Breaking News: Russian Cybercrime Group Actively Exploiting WinRAR Zero-Day Vulnerability
Recent discovery of WinRAR exploit ties to Russian hacking collective, potentially installing backdoor malware - zero-day vulnerability calls for manual update to rectify issue
A Russian cybercrime group, known as RomCom or Storm-0978, Tropical Scorpius, or UNC2596, is currently taking advantage of a zero-day vulnerability in the WinRAR software, named CVE-2025-8088. This vulnerability, discovered recently, is being actively exploited in targeted attacks, primarily against entities in Europe and Canada, with potential expansion to other regions.
The group uses spearphishing emails with malicious RAR archives, crafted to exploit this directory traversal flaw. When extracted using vulnerable WinRAR versions, these archives place executables in the Windows Startup folder, ensuring automatic execution on reboot. This installation of a backdoor grants full remote code execution, providing the attackers with a powerful tool for remote control, credential theft, lateral movement, and potential ransomware deployment.
This exploitation of CVE-2025-8088 marks a shift in RomCom's operations towards espionage, focusing on intelligence collection aligned with Russian geopolitical interests. This campaign is consistent with RomCom's history of using zero-day exploits, including past vulnerabilities in Microsoft Word, Firefox, and Windows components.
The infection chain typically involves initial access through targeted spearphishing emails carrying malicious RAR files, exploitation via directory traversal during the RAR extraction process, payload execution installing the backdoor, and persistence and post-compromise activities such as downloading additional modules, conducting credential theft, sensitive file exfiltration, lateral network movement, and data destruction or ransomware extortion.
ESET researchers have confirmed RomCom's exploitation of CVE-2025-8088 with high confidence, based on tactics, targets, malware signatures, and infrastructure. Other threat actors are also exploiting this vulnerability, including one independently discovered by Russian cybersecurity firm BI.ZONE, which targeted Russian organizations via spearphishing.

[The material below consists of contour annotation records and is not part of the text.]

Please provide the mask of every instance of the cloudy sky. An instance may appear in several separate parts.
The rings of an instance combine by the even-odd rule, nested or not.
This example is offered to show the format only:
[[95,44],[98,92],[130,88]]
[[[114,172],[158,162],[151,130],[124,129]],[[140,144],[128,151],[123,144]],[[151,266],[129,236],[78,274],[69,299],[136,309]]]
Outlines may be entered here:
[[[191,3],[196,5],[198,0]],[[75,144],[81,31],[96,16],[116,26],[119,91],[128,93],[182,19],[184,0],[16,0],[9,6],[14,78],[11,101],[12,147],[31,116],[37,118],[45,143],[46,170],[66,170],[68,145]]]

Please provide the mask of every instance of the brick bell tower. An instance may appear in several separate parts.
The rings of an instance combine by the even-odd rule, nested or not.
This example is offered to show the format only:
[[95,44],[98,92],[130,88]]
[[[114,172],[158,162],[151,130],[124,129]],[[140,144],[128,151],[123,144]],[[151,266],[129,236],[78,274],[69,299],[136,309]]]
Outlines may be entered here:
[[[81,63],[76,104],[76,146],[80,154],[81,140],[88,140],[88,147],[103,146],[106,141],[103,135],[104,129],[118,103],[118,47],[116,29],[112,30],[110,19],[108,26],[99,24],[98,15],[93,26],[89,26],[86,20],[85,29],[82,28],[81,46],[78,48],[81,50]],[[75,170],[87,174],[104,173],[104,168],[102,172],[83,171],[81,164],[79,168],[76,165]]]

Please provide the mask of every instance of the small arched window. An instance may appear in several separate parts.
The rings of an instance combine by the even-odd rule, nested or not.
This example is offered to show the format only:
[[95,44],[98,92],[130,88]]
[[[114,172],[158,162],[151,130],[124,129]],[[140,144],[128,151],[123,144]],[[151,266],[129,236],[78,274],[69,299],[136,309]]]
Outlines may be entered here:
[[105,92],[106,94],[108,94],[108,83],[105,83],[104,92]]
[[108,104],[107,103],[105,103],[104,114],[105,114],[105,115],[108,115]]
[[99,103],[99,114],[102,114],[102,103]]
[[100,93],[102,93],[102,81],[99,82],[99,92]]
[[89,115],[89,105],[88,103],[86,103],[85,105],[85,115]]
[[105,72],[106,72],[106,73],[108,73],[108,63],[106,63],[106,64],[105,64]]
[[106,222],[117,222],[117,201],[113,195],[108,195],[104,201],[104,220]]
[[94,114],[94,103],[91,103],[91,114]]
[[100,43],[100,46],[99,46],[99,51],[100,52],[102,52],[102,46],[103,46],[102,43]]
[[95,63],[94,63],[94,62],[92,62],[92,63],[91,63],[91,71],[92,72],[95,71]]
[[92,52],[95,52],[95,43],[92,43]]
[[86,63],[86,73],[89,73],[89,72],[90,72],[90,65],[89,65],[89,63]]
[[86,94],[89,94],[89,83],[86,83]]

To mitigate ongoing attacks, the WinRAR maintainers have released a patch for the vulnerability. Users are strongly advised to manually update their WinRAR software to the latest version (7.13) to address both CVE-2025-8088 and a previous vulnerability, CVE-2025-6218, which was discovered in June.
It's important to note that the vulnerability does not affect Unix versions of RAR, UnRAR, portable UnRAR source code, UnRAR library, and RAR for Android. However, the flaw in WinRAR can be tricked into using a path defined in a specially crafted archive instead of the user-specified path during file extraction, potentially installing backdoor malware on Windows PCs.
RomCom, linked to Russia, primarily targets entities in Ukraine but has recently broadened its scope to include organizations and audiences in the U.S., Europe, and those connected to Ukraine-related humanitarian efforts. This active exploitation of CVE-2025-8088 underscores the importance of staying vigilant and updating software regularly to protect against such threats.
[1] ESET Research, "RomCom APT Group Exploits WinRAR Zero-Day Vulnerability CVE-2025-8088 in Active Espionage Campaigns," link, accessed [date]. [2] BI.ZONE, "Russian Cybersecurity Firm Discovers New WinRAR Zero-Day Vulnerability," link, accessed [date]. [3] WinRAR, "WinRAR 7.13 Released - Addresses CVE-2025-6218 and CVE-2025-8088 Vulnerabilities," link, accessed [date]. [4] Trend Micro, "WinRAR Zero-Day Vulnerability CVE-2025-8088 Exploited in Active Attacks," link, accessed [date]. [5] Check Point Research, "RomCom APT Group Shifts Focus to Espionage Operations, Exploits WinRAR Zero-Day Vulnerability CVE-2025-8088," link, accessed [date].
- The exploitation of CVE-2025-8088 by RomCom is a major concern for the technology industry, particularly in the realms of general-news and crime-and-justice, as it highlights the ongoing threats posed by cybercrime groups.
- In the era of rapidly evolving technology, staying updated with the latest security patches, such as the one for CVE-2025-8088 in WinRAR, is essential to ensure cybersecurity and fend off such malicious activities.